Enterprise text analytics is an exciting and powerful area gaining traction recently. When one moves on from purely departmental solutions to a perspective of an enterprise text analytics fabric, new possibilities emerge to empower a wide array of roles and functions.
Unstructured data is all around us: in news stories, web pages, journal articles, social media posts, patents, research reports, presentations, and a variety of other sources. These items are unstructured in that they don’t start out with a predefined, explicit schema or structure. Historically, these documents have been read by humans looking to find information relevant to their particular tasks or roles. In today's deluge, however, the need for scalable reading, repeatability, traceability, and speed has driven the advent of text analytics platforms.

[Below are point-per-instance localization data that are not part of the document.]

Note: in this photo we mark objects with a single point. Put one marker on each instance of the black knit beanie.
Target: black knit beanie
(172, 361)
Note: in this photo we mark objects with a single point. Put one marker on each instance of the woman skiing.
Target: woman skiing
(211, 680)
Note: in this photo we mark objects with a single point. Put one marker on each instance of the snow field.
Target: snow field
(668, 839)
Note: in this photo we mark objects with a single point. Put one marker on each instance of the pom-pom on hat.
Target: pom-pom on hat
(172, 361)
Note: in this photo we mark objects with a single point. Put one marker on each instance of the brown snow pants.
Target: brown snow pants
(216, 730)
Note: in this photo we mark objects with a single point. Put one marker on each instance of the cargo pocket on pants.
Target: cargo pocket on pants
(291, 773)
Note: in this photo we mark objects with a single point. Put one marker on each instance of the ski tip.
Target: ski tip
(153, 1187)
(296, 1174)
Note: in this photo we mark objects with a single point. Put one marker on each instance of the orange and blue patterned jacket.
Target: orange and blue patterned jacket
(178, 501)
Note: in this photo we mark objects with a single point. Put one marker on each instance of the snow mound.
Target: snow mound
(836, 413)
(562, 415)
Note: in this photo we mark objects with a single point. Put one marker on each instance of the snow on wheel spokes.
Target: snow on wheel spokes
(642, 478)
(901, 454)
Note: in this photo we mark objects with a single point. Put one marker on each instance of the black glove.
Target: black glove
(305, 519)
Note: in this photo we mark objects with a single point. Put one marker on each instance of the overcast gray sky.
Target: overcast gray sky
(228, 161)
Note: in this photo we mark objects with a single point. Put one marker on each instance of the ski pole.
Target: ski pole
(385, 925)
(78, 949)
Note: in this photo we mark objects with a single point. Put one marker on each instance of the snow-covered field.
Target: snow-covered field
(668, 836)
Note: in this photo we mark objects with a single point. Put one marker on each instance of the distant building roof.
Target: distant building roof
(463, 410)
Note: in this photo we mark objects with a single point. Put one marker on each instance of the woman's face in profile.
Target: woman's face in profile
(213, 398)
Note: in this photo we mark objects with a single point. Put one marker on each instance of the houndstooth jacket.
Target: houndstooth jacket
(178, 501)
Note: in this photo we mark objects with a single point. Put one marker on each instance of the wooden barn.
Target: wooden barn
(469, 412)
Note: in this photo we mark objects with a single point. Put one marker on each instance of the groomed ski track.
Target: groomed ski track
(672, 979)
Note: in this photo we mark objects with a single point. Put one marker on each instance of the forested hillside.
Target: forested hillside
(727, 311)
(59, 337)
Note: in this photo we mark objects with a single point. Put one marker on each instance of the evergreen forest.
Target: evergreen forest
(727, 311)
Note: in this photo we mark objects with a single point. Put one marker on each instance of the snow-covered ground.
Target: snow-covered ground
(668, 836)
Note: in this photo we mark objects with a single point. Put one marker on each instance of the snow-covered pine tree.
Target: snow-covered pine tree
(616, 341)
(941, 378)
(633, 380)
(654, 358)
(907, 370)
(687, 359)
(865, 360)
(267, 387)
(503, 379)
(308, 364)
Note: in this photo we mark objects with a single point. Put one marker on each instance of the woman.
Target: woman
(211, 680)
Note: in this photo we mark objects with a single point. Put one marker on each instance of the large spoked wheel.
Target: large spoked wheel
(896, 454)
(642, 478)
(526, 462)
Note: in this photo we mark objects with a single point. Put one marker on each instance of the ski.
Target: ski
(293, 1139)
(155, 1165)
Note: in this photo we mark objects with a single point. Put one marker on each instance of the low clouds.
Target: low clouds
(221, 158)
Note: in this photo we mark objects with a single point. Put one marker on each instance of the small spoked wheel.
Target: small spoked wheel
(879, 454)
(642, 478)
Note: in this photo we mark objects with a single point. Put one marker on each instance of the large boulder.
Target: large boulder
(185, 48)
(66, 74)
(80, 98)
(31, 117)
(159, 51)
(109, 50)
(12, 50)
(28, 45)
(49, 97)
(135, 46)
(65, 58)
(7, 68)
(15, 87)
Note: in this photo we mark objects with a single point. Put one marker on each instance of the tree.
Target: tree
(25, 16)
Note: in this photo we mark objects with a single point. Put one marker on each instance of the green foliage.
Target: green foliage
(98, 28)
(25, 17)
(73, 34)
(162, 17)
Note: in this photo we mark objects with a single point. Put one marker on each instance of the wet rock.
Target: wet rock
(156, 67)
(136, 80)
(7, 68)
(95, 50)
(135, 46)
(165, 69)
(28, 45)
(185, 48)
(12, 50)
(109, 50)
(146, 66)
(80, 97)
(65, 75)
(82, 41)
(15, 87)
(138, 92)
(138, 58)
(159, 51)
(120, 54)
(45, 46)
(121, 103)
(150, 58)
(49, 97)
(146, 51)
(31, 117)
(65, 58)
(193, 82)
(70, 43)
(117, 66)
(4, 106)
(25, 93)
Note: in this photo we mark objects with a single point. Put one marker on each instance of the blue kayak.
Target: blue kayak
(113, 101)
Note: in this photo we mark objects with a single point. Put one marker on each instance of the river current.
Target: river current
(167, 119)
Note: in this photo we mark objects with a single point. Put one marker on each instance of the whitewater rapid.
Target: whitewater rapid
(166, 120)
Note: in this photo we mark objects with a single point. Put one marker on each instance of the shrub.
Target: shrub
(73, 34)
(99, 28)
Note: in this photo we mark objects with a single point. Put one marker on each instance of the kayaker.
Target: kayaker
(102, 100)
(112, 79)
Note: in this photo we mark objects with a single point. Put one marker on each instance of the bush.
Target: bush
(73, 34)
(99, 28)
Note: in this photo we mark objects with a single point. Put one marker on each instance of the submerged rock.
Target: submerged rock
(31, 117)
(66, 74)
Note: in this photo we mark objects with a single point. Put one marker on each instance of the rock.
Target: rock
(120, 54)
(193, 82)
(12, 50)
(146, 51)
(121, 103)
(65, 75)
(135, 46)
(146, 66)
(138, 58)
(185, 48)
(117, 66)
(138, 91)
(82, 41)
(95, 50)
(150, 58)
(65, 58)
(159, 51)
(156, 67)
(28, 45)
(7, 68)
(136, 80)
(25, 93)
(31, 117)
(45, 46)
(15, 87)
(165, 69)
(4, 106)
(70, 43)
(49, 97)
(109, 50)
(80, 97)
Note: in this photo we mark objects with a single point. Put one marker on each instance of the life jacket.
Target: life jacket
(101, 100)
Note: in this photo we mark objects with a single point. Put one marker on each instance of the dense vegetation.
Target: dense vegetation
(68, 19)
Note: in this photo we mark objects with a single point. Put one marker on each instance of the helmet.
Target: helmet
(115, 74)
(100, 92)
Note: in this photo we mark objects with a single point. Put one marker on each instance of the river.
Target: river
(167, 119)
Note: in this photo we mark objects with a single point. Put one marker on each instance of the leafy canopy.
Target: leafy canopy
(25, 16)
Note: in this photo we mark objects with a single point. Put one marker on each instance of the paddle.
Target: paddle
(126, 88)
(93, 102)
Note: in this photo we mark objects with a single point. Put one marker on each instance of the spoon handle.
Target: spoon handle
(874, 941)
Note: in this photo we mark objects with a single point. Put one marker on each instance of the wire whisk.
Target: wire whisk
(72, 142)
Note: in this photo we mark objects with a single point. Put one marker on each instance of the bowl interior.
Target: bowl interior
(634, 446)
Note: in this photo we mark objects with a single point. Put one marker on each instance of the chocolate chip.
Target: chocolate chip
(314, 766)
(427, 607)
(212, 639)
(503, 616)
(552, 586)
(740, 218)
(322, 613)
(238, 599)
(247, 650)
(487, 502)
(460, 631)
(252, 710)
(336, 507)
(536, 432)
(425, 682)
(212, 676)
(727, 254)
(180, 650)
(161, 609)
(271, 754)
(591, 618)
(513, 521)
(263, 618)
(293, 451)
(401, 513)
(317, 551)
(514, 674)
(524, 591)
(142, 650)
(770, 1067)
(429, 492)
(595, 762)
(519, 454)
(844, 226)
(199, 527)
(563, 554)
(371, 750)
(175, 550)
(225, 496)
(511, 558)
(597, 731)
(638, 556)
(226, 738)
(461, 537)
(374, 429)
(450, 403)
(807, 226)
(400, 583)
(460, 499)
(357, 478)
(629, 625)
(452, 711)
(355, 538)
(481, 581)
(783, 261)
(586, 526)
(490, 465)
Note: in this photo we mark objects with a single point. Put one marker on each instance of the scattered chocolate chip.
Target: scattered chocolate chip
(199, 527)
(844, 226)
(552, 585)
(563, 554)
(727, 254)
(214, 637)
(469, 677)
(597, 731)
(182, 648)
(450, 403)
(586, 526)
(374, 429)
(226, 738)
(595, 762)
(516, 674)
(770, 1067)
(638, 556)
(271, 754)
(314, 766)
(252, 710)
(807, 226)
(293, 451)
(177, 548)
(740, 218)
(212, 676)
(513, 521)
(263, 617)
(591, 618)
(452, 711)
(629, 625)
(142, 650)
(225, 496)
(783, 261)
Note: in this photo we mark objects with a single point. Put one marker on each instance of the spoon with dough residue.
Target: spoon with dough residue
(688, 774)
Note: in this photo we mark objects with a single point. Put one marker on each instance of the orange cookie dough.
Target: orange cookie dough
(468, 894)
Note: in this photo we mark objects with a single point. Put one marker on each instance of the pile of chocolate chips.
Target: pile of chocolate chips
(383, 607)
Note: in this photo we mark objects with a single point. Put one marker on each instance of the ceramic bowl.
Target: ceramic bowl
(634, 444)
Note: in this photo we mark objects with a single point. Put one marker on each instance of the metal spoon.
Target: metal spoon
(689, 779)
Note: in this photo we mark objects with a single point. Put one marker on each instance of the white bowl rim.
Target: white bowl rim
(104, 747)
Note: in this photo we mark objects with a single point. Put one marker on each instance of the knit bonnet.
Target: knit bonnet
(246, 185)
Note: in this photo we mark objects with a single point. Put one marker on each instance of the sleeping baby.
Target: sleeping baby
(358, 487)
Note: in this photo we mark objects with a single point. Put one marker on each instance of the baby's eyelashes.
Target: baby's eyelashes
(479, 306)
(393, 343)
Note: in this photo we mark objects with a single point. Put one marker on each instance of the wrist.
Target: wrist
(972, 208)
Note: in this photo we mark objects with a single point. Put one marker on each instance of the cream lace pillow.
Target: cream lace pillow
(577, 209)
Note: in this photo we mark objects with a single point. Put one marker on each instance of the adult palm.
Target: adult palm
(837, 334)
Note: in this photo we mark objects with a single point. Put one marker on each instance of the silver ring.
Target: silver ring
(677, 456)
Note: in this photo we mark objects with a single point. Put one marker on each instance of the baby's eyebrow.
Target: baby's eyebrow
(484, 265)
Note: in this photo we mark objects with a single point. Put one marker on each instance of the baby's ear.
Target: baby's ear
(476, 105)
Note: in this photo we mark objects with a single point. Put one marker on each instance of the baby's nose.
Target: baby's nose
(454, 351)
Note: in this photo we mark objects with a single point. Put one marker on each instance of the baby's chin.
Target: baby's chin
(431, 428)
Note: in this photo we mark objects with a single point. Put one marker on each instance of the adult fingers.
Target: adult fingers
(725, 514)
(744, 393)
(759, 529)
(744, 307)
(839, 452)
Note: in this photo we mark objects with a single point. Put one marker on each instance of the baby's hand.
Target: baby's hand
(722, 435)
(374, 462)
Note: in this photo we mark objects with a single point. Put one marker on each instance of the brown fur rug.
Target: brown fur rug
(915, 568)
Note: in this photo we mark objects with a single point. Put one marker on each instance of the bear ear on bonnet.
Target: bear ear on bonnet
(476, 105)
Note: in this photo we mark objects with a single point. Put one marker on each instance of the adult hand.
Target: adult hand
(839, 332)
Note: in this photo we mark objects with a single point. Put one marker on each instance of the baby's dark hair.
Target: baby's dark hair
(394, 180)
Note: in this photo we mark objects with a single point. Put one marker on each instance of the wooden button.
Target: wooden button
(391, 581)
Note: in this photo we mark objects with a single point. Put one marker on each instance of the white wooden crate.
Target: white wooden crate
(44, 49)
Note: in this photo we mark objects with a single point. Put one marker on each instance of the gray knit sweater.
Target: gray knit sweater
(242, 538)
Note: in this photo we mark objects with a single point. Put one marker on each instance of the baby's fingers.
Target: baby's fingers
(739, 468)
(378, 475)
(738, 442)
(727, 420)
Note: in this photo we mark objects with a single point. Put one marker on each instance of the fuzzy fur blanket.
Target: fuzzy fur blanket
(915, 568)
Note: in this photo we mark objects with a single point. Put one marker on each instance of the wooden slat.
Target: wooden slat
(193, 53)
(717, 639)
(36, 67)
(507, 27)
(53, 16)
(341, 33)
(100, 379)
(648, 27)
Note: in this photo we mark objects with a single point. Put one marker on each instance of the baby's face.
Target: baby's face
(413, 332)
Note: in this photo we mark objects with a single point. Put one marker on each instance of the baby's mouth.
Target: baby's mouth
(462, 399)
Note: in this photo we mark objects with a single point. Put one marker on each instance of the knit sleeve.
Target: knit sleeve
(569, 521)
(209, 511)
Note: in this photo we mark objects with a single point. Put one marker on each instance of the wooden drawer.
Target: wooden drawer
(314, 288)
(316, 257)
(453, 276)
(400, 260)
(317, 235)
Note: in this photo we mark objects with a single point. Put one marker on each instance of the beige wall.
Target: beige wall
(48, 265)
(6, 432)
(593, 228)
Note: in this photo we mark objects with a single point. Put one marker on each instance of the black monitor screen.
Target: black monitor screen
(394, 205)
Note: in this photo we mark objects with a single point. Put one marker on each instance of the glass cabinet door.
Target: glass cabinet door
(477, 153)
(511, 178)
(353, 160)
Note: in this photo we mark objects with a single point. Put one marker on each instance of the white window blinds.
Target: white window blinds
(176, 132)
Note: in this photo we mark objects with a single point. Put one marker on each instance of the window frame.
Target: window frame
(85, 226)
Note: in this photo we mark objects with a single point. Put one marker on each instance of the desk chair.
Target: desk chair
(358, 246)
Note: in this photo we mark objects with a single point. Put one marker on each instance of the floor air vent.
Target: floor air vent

When I went to Text Analytics World in San Francisco earlier this month, I was struck at how many of the presenters, particularly consultants, ended their talks describing future directions of text analytics as something that sounded so familiar. They described what would be possible once there's advanced maturity in ontologies, the breaking down of siloes, entity and relationship resolution by multiple methods, and automated linking of it all together into semantic network models of knowledge: flexible exploration of the relevant. They made it sound like a bit of a stretch, almost pie in the sky, but what they briefly described as this destination was curiously similar to what was shown concretely in the last presentation of the conference, my own.